Development of flexible hepatitis B virus core protein virus-like particles as a universal vaccine scaffold using a range of antigen-capturing systems

The development of safe and flexible vaccines is an essential tool to fight emerging and re-emerging pathogens. Virus-like particles (VLPs) offer promising and adaptable options in vaccine development due to their safety and high immunogenicity. VLPs are non-infectious viral structures mimicking native viruses and can stimulate cellular and humoral immune responses. Additionally, VLPs can be modified as generic vaccine platforms to present various antigens.

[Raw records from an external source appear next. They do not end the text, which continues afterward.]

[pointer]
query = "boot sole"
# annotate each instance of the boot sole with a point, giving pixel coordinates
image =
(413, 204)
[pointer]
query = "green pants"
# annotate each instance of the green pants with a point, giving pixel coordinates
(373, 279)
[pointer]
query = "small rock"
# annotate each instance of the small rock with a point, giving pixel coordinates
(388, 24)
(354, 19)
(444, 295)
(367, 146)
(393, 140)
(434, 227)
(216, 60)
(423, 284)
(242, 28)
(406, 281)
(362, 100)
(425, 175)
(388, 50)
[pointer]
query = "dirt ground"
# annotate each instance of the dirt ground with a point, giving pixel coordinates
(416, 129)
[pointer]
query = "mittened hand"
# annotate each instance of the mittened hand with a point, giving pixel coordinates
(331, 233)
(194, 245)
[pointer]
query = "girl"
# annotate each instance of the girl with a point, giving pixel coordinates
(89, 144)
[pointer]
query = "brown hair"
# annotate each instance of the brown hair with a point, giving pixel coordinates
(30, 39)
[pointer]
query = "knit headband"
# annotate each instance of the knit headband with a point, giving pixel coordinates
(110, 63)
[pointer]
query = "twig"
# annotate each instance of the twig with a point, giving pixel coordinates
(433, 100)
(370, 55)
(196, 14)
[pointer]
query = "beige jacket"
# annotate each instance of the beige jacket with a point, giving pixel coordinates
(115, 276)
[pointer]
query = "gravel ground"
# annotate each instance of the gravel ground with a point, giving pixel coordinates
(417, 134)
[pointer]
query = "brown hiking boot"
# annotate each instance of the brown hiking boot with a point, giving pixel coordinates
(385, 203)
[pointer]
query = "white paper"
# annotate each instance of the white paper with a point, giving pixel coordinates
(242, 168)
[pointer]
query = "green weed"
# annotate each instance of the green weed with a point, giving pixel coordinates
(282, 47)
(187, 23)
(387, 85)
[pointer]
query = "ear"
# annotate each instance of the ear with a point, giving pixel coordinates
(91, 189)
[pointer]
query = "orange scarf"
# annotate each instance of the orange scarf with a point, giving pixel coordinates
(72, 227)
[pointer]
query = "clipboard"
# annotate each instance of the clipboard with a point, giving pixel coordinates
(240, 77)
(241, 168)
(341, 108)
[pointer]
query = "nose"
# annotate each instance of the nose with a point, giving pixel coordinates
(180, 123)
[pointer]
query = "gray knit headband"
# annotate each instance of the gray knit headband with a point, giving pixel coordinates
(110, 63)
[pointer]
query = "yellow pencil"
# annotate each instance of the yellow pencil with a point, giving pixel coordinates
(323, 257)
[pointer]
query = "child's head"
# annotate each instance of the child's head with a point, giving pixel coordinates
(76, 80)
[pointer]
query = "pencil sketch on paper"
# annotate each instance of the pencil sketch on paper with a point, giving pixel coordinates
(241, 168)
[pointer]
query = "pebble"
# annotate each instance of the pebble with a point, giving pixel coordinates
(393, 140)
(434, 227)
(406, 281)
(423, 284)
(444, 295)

In this project, hepatitis B core antigen (HBcAg) VLPs were investigated as a presentation platform based on a fused dimer of two monomeric subunits. HBcAg VLPs were modified to incorporate antigen-capturing systems (ACSs) to create a new platform. The ACSs used here are small artificial non-antibody binding proteins that recognise and bind specific protein targets. The ACSs selected were an Affimer against small ubiquitin-like modifier (SUMO) tag, as well as the SpyTag/SpyCatcher systems. In model one, VLPs presented a single ACS: Affimer, SpyTag, or SpyCatcher at the N-terminus or the major immunodominant region (MIR) of HBcAg. In model two, dual antigen-capturing systems (dACSs) were used: Affimer was engineered into the MIR and SpyTag into the N-terminus. The dACS VLPs allow the decoration with dual antigens to enhance immunogenicity against a specific pathogen.
These VLPs were successfully produced in a yeast expression system (Pichia pastoris, which is also known as Komagataella phaffii).

In addition to the production of different VLPs, a fragment of glycoprotein G from respiratory syncytial virus (RSV-G) was also generated. The RSV-G protein was tagged with either SUMO tag or SpyCatcher to allow interaction with the corresponding VLP. RSV-G proteins were then successfully expressed in mammalian expression systems.

The VLPs described above were decorated with a range of proteins, including glycoprotein 1 (GP1) of the Junín virus and glycoprotein G of the RSV-G. One of the VLPs was tested in an immunisation study in mice (with Junín virus GP1 as an antigen). The results showed superior responses for the decorated VLPs compared to the noncomplexed GP1.
The results described in this thesis have demonstrated the development of a novel vaccine platform that could be employed with a number of different antigens in the future.